FlourishedNandod, (Gujaret, India), 1496–1507

Keśava established a line of astronomers in Nandigrāma (Nandod). He was the son of Kamālakara of the Kauśikagotra and the pupil of Vaijanātha. Keśava's three sons, Ananta, Gaṇeśa, and Rāma, were also noted astronomers. Gaṇeśa listed more than ten works of his father but only six survive: the Grahakautuka, a treatise on astronomy composed in 1496; the Jātakapaddhati, a popular treatise on horoscopy usually accompanied by a commentary with tables; the Jātakapaddhativivṛti, a commentary on the preceding; the Tājikapaddhati, a work on annual predictions based on Islamic astrology; the Muhūrtatattva, a work on catarchic astrology; and the Sudhīrañjaṇī.

Selected References

Dikshit, S. B. (1896). Bhāratīya Jyotisha. Poona. (English translation by R. V. Vaidya. 2 pts. New Delhi: Government of India Press, Controller of Publications, 1969, 1981.)

Dvivedin, Sudhākara (1892). “Gaṇakataran.ginī.” Pandit, n.s. 14: 53–55. (Reprinted as Gaṇakatarañginī. Benares, 1933.)

Pingree, David. Census of the Exact Sciences in Sanskrit.

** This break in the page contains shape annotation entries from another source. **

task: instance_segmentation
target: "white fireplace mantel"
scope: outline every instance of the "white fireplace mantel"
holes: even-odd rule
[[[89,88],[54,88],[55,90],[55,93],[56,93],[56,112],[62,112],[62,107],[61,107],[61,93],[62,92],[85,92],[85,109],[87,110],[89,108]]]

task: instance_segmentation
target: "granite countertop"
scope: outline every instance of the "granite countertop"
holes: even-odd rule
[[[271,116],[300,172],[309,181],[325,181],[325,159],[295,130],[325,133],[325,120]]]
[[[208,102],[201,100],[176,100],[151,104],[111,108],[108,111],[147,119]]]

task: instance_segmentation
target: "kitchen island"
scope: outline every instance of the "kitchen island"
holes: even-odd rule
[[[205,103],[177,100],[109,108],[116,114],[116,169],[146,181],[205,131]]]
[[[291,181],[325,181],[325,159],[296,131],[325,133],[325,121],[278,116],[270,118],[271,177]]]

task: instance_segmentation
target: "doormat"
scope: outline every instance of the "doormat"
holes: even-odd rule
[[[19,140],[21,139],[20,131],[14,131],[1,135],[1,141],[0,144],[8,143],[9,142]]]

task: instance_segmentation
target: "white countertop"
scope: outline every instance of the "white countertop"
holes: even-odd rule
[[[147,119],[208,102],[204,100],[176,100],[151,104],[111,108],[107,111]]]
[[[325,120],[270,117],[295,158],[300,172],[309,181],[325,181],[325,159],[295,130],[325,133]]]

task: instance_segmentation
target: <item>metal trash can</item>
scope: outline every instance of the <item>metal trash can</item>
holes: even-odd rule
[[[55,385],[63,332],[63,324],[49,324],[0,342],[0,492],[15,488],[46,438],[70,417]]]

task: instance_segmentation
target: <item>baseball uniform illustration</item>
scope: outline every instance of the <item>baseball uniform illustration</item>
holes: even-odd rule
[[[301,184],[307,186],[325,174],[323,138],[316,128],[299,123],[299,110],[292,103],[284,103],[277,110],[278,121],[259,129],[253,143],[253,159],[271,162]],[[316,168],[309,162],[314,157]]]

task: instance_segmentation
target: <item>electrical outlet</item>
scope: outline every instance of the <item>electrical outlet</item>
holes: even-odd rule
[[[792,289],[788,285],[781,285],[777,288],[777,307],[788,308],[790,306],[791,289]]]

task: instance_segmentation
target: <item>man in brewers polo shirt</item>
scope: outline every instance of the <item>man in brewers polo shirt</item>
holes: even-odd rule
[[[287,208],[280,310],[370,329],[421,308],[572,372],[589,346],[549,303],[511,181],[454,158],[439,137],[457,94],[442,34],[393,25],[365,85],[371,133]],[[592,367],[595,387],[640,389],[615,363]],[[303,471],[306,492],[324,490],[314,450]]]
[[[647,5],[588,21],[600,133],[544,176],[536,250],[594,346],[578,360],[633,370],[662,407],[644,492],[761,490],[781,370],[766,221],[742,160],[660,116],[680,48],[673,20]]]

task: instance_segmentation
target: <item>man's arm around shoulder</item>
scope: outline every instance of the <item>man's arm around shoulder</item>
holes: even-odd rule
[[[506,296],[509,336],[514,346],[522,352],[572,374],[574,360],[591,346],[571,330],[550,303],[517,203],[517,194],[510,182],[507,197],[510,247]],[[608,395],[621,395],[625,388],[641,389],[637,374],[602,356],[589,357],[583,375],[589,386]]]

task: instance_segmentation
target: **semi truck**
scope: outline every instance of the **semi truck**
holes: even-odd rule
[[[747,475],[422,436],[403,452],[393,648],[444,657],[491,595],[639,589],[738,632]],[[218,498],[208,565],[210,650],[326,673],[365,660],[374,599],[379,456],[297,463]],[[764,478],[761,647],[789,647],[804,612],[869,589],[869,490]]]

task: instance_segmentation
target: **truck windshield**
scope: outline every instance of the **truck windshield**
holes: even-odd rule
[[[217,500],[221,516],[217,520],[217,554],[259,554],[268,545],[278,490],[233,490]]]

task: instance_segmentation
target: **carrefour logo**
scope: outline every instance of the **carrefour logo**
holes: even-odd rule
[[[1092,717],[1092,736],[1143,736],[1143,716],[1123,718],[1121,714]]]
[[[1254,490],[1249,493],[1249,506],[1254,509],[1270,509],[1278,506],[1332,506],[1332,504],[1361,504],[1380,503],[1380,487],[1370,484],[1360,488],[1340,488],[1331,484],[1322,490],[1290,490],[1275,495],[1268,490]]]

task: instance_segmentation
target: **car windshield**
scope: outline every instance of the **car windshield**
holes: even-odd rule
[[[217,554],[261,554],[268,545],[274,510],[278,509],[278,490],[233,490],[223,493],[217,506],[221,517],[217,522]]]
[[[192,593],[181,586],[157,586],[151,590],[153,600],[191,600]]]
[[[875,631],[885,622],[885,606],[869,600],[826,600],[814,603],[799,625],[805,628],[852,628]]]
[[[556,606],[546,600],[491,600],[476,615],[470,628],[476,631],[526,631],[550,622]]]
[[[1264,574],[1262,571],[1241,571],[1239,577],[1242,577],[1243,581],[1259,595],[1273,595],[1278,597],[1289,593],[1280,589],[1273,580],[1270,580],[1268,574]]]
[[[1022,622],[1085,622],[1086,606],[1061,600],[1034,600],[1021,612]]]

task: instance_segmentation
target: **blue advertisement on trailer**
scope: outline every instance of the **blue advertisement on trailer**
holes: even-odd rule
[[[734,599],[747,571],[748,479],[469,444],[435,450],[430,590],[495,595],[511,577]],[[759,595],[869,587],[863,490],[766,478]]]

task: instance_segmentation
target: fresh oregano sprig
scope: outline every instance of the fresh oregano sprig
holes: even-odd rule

Series A. Vol. 2 (1971): 65b–74a; Vol. 3 (1976): 24a; Vol. 4 (1981): 64a–66a; Vol. 5 (1994): 56a–59b. Philadelphia: American Philosophical Society.

——— (1973). “Keśava.” In Dictionary of Scientific Biography, edited by Charles Coulston Gillispie. Vol. 7, pp. 314–316. New York: Charles Scribner's Sons.

——— (1981). Jyotiḥśāstra. Wiesbaden: Otto Harrassowitz.